Sri Lokapala merupakan menantu dari Mpu Sindok yang memimpin tahun 947 M.

Beliau dan istrinya Sri Isyana Tunggadewi memimpin kerajaan Mataram Kuno dan sempat meninggalkan Prasasti Gedangan yang dibuat tahun 950.

15. Makuthawangsawardhana (sebelum 990 M)

Tidak ada penjelasan mengenai Makuthawangsawardhana, yang hanya disebutkan bahwa beliau raja berikutnya sebelum 990 M.

Diceritakan pula bahwa beliau anak dari pasangan Sri Lokapala dan Sri Isyana Tunggadewi.

16. Dharmawangsa Teguh (991-1045 M)

Dharmawangsa Teguh memimpin Mataram pada tahun 991-1045M. Hal ini disebutkan dalam berita Tiongkok tahun 992 M.

Pada masa pemerintahannya, beliau dan pasukannya menyerang Sriwijaya dan berhasil menguasai Palembang tahun 992 M.

Pada Prasasti Pucangan diceritakan bahwa Dharmawangsa tewas karena adanya serangan pasukan Wurawari dari Lwaram dengan bantuan laskar Sriwijaya.

Karena hal ini, berakhirlah kepemimpinan di Kuno.

Masa Kejayaan Kerajaan Mataram Kuno

Kerajaan Mataram Kuno berjaya ketika masa kepemimpinan raja Sanjaya dan raja Rakai Panangkaran.

Banyak candi yang mereka bangun dan banyak pula prasasti yang mereka tinggalkan.

Mereka berdua juga ahli dalam berperang dan memperluas wilayah dengan menaklukan kerajaan-kerajaan kecil di sekitarnya.

Mataram Kuno semakin berjaya ketika dipindahkannya pusat kerajaan dari Jawa Tegah ke Jawa Timur oleh Mpu Sindok.

Hal ini bermula karena kerajaan porak poranda akibat gunung Merapi yang meletus kala itu.

Meski terjadi pemindahan, namun letaknya strategis berada di aliran Sungai Brantas sehingga dilewati oleh banyak pedagang.

Apalagi saat itu dibangunlah sebuah waduk Hujung Galuh yang membuat aktivitas perdagangan semakin tinggi.

Selain itu dalam bidang pertanian, tanah di Jawa Timur juga sangat subur dan dekat dengan jalur perdagangan rempah Maluku menuju Selat Malaka.

Sebab Runtuhnya Kerajaan Mataram Kuno

Semenjak terpilihnya Rakai Kayuwangi sebagai raja, sudah ada bibit kecemburuan dari kakaknya yang bernama Rakai Gurunwangi.

Hal inilah yang memicu terjadinya perang saudara.

Apalagi ketika Gurunwangi berhasil dikalahkan oleh Dyah Tuludong demi menyelamatkan kerajaan dan beliau diangkat menjadi raja ke -11.
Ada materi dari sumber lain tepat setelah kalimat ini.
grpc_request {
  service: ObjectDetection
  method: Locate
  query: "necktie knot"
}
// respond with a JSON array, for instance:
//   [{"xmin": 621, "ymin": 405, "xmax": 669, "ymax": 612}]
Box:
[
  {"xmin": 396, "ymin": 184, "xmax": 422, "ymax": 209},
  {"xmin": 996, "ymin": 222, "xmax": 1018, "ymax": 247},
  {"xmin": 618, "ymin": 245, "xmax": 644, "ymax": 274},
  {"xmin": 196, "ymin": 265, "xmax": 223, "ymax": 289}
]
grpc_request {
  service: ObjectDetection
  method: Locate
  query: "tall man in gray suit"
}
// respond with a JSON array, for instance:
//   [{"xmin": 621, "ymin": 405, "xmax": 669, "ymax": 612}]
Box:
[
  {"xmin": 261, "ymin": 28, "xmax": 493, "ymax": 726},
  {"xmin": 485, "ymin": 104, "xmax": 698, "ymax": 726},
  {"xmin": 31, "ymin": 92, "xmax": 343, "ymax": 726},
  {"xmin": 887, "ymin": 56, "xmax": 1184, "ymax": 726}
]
Semakin besarlah perang perebutan kekuasaan terjadi, hingga menimbulkan bencana alam Gunung Merapi meletus yang membuat kerajaan hancur.

Kerajaan pada akhirnya dipindahkan ke Jawa Timur dan baik-baik saja.

Hingga pada akhirnya raja terakhir Mataram Kuno yakni Dharmawangsa Teguh harus tewas di tangan pasukan Wurawari dan laskar Sriwijaya.

Ini karena sakit hati Wurawari karena lamaran terhadap putri Dharmawangsa ditolak dan adanya ambisi menguasai pemerintahan Mataram Kuno.

Dengan tewasnya raja Dharmawangsa, berakhir pula lah masa kerajaan Mataram Kuno di tahun 1045 M.

Peninggalan Kerajaan Mataram Kuno

  • Candi Borobudur

Candi Borobudur terletak di Magelang dan sempat menjadi 7 dari keajaiban dunia.

Candi ini dibangun pada masa kerajaan Mataram Kuno pada tahun 800-an.

  • Prasasti Kalasan

Prasasti ini ditemukan di kecamatan Kalasan, Yogyakarta dan dibuat pada tahun 778 oleh Mataram Kuno.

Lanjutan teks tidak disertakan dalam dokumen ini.